Using regex to match string between two strings while excluding strings

Tola Odejayi picture Tola Odejayi · Jan 2, 2010 · Viewed 15.1k times · Source

Following on from a previous question in which I asked:

How can I use a regular expression to match text that is between two strings, where those two strings are themselves enclosed two other strings, with any amount of text between the inner and outer enclosing strings?

I got this answer:

/outer-start.*?inner-start(.*?)inner-end.*?outer-end/

I would now like to know how to exclude certain strings from the text between the outer enclosing strings and the inner enclosing strings.

For example, if I have this text:

outer-start some text inner-start text-that-i-want inner-end some more text outer-end

I would like 'some text' and 'some more text' not to contain the word 'unwanted'.

In other words, this is OK:

outer-start some wanted text inner-start text-that-i-want inner-end some more wanted text outer-end

But this is not OK:

outer-start some unwanted text inner-start text-that-i-want inner-end some more unwanted text outer-end

Or to explain further, the expression between outer and inner delimiters in the previous answer above should exclude the word 'unwanted'.

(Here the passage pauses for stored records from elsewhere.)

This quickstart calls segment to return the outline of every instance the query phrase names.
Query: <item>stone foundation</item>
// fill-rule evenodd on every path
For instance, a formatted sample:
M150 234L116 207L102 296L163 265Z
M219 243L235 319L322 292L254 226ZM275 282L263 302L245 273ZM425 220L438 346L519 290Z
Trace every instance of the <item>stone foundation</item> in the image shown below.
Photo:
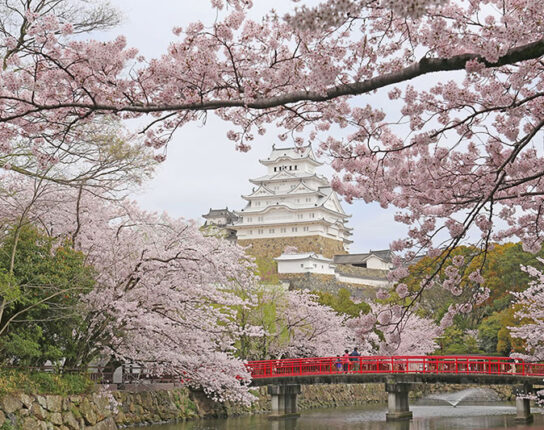
M417 384L410 398L431 392L457 391L474 385ZM303 385L299 409L385 403L384 384ZM511 387L490 386L502 399L515 398ZM17 430L117 430L192 418L225 417L270 412L267 387L256 388L250 407L220 404L186 388L154 391L106 391L88 395L11 394L0 399L0 428Z
M332 258L338 254L347 254L341 241L322 236L246 239L238 240L238 245L250 246L247 252L255 257L279 257L286 246L294 246L299 252L315 252L327 258Z
M11 394L0 401L0 428L117 430L200 416L187 389L111 391L89 395Z
M282 282L289 284L290 290L309 290L336 293L340 288L347 289L352 297L375 299L379 288L372 285L352 284L338 281L334 275L318 273L279 274Z

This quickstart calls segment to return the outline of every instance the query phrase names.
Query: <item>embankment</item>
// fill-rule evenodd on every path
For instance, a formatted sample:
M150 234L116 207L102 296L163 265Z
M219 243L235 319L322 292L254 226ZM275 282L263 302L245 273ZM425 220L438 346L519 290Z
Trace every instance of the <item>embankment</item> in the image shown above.
M270 399L265 387L255 390L251 407L218 404L202 393L168 384L149 391L102 391L88 395L9 394L0 399L1 430L117 430L123 427L183 421L193 418L266 413ZM151 389L153 388L153 389ZM469 386L425 386L412 396L455 391ZM496 388L501 398L509 389ZM383 403L387 399L381 384L303 386L298 405L302 409Z

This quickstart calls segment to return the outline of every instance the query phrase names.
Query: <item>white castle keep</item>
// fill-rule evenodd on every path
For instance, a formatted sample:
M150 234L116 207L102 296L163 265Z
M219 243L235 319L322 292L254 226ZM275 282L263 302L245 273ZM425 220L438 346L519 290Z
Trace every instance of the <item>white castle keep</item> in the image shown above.
M275 148L259 162L266 174L250 179L251 193L242 195L246 206L238 211L210 209L204 227L219 228L227 239L248 247L255 257L273 259L282 282L305 282L300 276L325 276L335 285L356 290L390 286L393 267L389 250L348 254L350 215L324 176L311 145ZM290 247L291 249L288 249ZM294 276L294 278L293 278ZM287 279L287 280L286 280ZM313 280L311 288L320 289ZM294 285L296 288L307 288ZM362 290L359 290L359 293Z
M311 146L274 148L259 162L267 168L264 176L250 179L253 191L242 198L244 209L236 211L233 226L239 241L320 236L342 243L352 241L347 215L327 178L318 175Z

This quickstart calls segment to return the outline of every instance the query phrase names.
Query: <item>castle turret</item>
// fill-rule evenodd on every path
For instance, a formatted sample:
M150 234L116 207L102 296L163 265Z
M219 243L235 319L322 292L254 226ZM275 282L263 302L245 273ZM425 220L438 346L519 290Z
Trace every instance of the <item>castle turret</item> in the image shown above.
M326 257L346 253L349 215L329 181L316 173L322 163L312 147L273 147L260 163L266 174L250 179L253 191L242 196L247 205L235 212L238 243L267 257L279 256L287 245Z

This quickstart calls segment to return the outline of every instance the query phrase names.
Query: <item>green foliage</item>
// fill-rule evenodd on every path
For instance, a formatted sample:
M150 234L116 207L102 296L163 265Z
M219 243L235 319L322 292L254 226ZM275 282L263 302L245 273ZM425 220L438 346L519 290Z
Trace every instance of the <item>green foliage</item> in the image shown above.
M273 258L256 257L255 264L257 265L257 275L262 282L267 284L278 284L278 263Z
M469 289L468 276L474 270L480 270L485 279L485 286L490 289L491 295L489 300L480 306L479 311L483 312L482 315L490 315L492 312L501 311L510 306L512 302L511 291L520 291L526 288L529 276L521 270L520 266L536 264L537 257L543 256L544 252L541 254L534 255L524 252L519 243L506 243L496 244L493 249L488 251L484 259L484 255L479 249L460 246L451 251L450 256L446 259L446 264L438 271L438 279L445 278L445 269L451 265L453 257L463 256L465 266L461 268L460 286ZM439 260L425 257L410 267L410 275L404 280L410 290L418 290L423 277L429 276L437 270L436 261ZM452 298L451 294L440 286L433 287L426 291L424 306L429 312L436 311L440 308L447 308L454 302L464 302L469 294L470 291L467 291L459 298Z
M478 327L479 344L485 353L495 354L497 352L498 335L501 328L501 315L498 312L484 319Z
M21 296L21 290L13 273L4 267L0 268L0 297L11 302Z
M370 306L367 303L355 303L351 298L351 293L346 288L340 288L337 293L317 292L319 303L329 306L339 314L357 317L362 313L370 312Z
M29 361L39 359L42 355L40 342L43 332L40 326L18 327L8 332L3 341L3 353L9 357L26 357Z
M0 243L0 359L37 366L77 354L72 332L79 297L94 285L85 255L32 225L11 228Z
M0 426L0 430L15 430L11 421L4 421L4 424Z
M442 349L438 353L509 355L512 351L522 352L522 343L512 339L508 329L519 323L513 317L511 292L527 288L530 279L520 266L537 264L537 258L544 256L544 251L534 255L524 252L519 243L495 244L484 258L479 249L460 246L452 250L446 264L438 271L439 281L445 278L446 268L457 255L465 260L465 265L460 268L460 286L464 292L454 297L440 285L428 288L422 296L420 312L438 322L451 304L465 303L473 288L468 277L475 270L480 270L490 296L469 314L455 317L453 327L446 330L441 339ZM410 275L404 282L411 291L417 291L423 277L436 269L435 260L425 257L410 267ZM469 332L477 332L477 340L475 336L468 335Z
M480 354L478 343L474 336L467 334L455 325L448 327L439 338L440 348L435 355Z
M26 372L18 369L0 370L0 395L23 392L28 394L84 394L94 390L94 383L85 374Z

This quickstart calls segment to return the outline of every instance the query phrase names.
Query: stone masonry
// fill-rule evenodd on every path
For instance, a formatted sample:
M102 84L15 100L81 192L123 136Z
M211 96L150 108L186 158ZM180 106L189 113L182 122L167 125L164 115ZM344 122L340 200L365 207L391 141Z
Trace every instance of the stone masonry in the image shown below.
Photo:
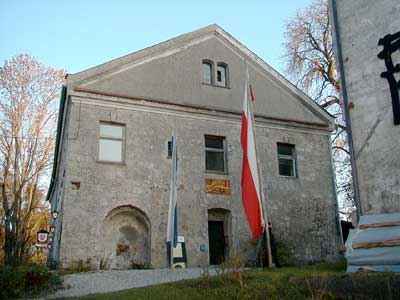
M204 41L189 47L193 39ZM167 143L173 127L179 159L179 234L185 237L189 267L209 264L209 220L224 221L228 254L254 259L256 244L243 212L240 185L245 60L256 94L257 148L276 240L293 262L338 259L341 240L329 141L332 119L276 72L262 70L258 58L232 39L212 25L133 54L146 60L178 47L173 59L160 55L155 62L136 67L136 58L128 56L70 75L57 176L50 193L53 209L62 215L55 222L58 238L51 252L61 267L78 260L90 261L96 268L129 268L135 266L132 263L167 266L171 172ZM203 58L229 65L229 89L201 84ZM168 85L158 80L164 77ZM186 84L174 84L177 77ZM124 163L98 161L101 121L125 125ZM205 171L204 135L225 137L226 173ZM295 145L297 177L279 175L278 142ZM229 180L230 195L206 193L206 178ZM124 254L126 249L129 255Z

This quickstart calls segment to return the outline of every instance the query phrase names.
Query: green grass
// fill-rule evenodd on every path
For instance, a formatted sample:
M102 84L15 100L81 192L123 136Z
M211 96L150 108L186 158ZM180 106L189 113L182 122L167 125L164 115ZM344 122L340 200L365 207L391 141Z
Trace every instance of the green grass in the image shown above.
M293 279L302 279L316 275L322 277L345 275L345 265L321 264L273 270L251 269L242 273L242 284L240 284L240 281L234 274L226 274L211 278L203 276L195 280L185 280L122 292L68 299L336 299L326 298L325 296L325 298L317 298L315 294L311 295L312 292L307 291L307 288L297 288L293 283Z

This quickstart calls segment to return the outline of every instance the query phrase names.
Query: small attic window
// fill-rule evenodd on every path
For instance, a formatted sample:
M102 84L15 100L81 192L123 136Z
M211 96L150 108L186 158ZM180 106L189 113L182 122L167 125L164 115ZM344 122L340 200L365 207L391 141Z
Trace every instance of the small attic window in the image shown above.
M217 80L216 84L219 86L229 86L228 81L228 65L223 62L217 64Z
M213 76L213 62L210 60L203 60L203 83L213 84L214 76Z
M167 158L172 157L172 141L168 141L168 155Z
M295 145L277 143L279 175L297 177Z

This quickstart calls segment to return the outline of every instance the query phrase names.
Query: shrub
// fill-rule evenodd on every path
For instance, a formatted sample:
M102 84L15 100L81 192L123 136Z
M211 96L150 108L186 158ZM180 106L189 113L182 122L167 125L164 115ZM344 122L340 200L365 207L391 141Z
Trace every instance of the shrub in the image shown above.
M238 283L240 286L245 285L244 275L245 260L232 252L229 257L219 266L217 273L221 274L221 280L224 284L229 285L231 282Z
M62 270L62 274L89 272L93 270L96 270L96 267L92 264L92 260L90 258L86 259L86 261L78 259L76 261L70 262Z
M277 256L279 263L282 266L291 266L293 265L293 258L290 254L290 249L281 241L275 241L277 248Z
M43 265L0 267L0 299L35 295L60 285L60 277Z
M148 269L149 268L147 265L136 263L133 260L130 261L129 267L132 270L144 270L144 269Z
M201 273L200 273L200 282L199 282L199 287L200 288L208 288L210 287L210 268L208 265L202 265L201 266Z
M111 253L107 254L106 256L100 258L100 266L99 269L100 270L107 270L108 269L108 265L109 265L109 257L110 257Z

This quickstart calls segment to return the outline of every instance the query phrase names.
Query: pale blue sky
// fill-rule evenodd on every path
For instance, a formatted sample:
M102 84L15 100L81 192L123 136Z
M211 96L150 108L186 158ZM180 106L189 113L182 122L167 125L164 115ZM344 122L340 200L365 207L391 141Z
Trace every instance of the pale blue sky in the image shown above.
M69 73L217 23L278 71L285 21L310 0L0 0L0 64L21 52Z

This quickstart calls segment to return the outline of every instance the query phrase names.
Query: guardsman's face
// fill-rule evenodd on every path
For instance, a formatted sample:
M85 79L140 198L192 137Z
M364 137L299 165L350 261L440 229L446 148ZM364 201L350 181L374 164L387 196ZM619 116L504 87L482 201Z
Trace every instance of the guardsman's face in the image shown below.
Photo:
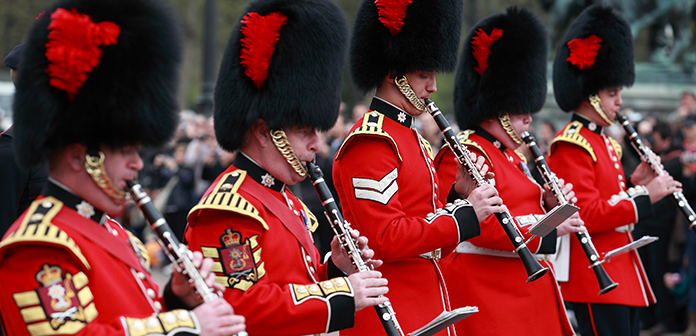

Is this easy to match using regexes?

Answer

Roger Pate picture Roger Pate · Jan 3, 2010

Replace the first and last (but not the middle) .*? with (?:(?!unwanted).)*?. (Where (?:...) is a non-capturing group, and (?!...) is a negative lookahead.)

However, this quickly ends up with corner cases and caveats in any real (instead of example) use, and if you would ask about what you're really doing (with real examples, even if they're simplified, instead of made up examples), you'll likely get better answers.